In conversation with Carson, O’Reilly uncharacteristically expressed “100 percent confidence” that Attorney General Eric Holder – normally a Fox piñata — would make sure justice is done in the Brown case, and Carson agreed. O’Reilly even praised the local NAACP for condemning the looting, but blamed Rev. Al Sharpton for coming in and “agitating”; of course, Sharpton had immediately denounced the violence and asked for peaceful protest, as did Brown’s family and friends.
But it didn’t matter that Michael Brown Sr. had asked that looting and rioting stop. O’Reilly just couldn’t get over that clip of him referencing an old civil rights slogan, “No justice, no peace.” He went off:
Do we as a society — what do we do? Do we weigh in as the boy’s father — and if it were my son, I probably would have said same thing, but he’s obviously talking through an emotional prism. His son is dead. He believes, probably — I know he believes — that it was an injustice, that it was done for nothing, it was a murder. And many, many African-Americans believe that without knowing the facts. Do we criticize them, or do we remain silent?
Remaining silent is never an option for O’Reilly, so you know the answer already.
Now, there was a touch of empathy there. “If it were my son, I probably would have said the same thing.” Stay with that, Bill! Why not leave it there?
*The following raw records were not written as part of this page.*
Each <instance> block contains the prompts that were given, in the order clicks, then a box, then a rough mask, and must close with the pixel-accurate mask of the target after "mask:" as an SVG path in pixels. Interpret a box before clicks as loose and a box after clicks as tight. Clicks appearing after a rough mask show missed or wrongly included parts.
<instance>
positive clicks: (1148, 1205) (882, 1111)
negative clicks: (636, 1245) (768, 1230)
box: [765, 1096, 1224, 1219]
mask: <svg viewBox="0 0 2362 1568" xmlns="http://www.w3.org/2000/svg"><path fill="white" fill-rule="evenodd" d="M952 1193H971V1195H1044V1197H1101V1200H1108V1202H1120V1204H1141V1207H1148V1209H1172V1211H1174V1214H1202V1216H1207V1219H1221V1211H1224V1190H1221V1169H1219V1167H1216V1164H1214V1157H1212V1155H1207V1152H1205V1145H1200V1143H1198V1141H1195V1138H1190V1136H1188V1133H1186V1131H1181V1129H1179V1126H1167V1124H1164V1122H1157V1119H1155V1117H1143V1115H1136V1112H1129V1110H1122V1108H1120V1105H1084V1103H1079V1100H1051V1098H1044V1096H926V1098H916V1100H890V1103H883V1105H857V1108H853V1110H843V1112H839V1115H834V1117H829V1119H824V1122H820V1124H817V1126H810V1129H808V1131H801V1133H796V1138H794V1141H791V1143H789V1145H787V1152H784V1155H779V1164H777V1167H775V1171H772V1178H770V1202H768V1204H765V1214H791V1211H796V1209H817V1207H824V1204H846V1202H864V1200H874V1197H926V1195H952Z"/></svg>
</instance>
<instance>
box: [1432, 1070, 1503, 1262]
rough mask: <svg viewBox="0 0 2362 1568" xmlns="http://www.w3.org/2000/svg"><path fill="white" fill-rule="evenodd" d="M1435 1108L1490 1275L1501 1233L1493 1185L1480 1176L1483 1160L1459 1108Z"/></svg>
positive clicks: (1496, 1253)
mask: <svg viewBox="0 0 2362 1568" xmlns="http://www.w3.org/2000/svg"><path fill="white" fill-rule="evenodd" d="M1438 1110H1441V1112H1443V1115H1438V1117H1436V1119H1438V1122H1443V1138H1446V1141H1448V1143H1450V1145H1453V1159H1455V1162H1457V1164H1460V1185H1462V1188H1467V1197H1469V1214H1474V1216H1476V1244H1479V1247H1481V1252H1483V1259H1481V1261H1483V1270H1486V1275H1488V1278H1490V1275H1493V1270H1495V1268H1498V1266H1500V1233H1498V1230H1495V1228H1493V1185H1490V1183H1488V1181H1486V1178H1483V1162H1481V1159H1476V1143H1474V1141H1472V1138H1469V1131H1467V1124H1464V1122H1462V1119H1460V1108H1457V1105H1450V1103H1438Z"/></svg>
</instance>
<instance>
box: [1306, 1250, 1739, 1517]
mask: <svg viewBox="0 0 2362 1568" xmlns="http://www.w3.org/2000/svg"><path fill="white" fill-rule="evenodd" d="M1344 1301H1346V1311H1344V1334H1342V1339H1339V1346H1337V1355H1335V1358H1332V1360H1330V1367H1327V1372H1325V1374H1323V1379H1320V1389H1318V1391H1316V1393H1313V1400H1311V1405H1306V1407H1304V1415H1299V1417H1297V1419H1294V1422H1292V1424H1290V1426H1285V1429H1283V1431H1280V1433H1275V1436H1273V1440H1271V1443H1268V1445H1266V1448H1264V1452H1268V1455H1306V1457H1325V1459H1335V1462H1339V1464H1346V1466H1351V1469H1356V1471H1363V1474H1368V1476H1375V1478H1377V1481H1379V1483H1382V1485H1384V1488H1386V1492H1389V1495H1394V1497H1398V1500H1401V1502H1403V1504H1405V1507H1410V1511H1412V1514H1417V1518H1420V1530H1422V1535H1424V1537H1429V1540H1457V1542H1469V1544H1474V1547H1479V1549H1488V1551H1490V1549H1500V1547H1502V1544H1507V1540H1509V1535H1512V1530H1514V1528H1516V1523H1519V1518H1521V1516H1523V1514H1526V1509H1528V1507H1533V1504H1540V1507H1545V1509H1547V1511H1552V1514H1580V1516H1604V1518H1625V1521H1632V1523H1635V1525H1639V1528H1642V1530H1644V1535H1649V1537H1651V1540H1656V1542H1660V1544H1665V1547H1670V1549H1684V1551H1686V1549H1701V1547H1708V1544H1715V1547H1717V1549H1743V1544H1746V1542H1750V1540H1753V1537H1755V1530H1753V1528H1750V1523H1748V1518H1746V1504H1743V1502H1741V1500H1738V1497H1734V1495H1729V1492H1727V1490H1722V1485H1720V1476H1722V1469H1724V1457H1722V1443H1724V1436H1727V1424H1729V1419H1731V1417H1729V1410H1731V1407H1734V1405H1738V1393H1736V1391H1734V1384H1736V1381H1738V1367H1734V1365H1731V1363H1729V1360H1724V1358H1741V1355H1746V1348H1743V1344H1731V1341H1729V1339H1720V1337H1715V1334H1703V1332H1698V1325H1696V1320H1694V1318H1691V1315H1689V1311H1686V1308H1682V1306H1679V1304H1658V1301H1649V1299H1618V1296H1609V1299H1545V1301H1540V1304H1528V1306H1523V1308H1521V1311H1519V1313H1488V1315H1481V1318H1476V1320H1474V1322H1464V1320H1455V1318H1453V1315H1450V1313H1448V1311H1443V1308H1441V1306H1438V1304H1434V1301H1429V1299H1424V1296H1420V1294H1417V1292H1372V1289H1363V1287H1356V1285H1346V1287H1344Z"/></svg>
But no. Empathy is dangerous. Because Michael Brown’s father doesn’t know all “the facts.” He’s “talking through an emotional prism.” And “many, many African-Americans” agree with him. So O’Reilly and Carson must “criticize them,” or else.
Or else what, you might ask?
Or else “many, many African-Americans” will continue to believe something very different from what O’Reilly does.
But then, weirdly, Ben Carson goes off script. After blandly insisting conservatives must let the Brown family know “we feel their pain” while making clear “police are individuals too, they have feelings also,” Carson tells O’Reilly, “We must hear from this police officer.”
That’s interesting: That’s exactly what the Brown family wants too, but the Ferguson Police Department won’t even release his name, let alone allow him to face public questions. Carson went on: “You know, they are trained to shoot to kill, or shoot to stop. We need to hear why he decided to shoot to kill.”
O’Reilly literally harrumphed and cut him off. “Yes [clears throat] … well … I don’t think that’s going to happen. So you’re going to have the one side that’s suffered a terrible loss, and the other side’s not going to say anything, and that’s what we have to process.” Then he thanks Carson, who has apparently failed to help him “process” the right way, and abruptly ends the segment.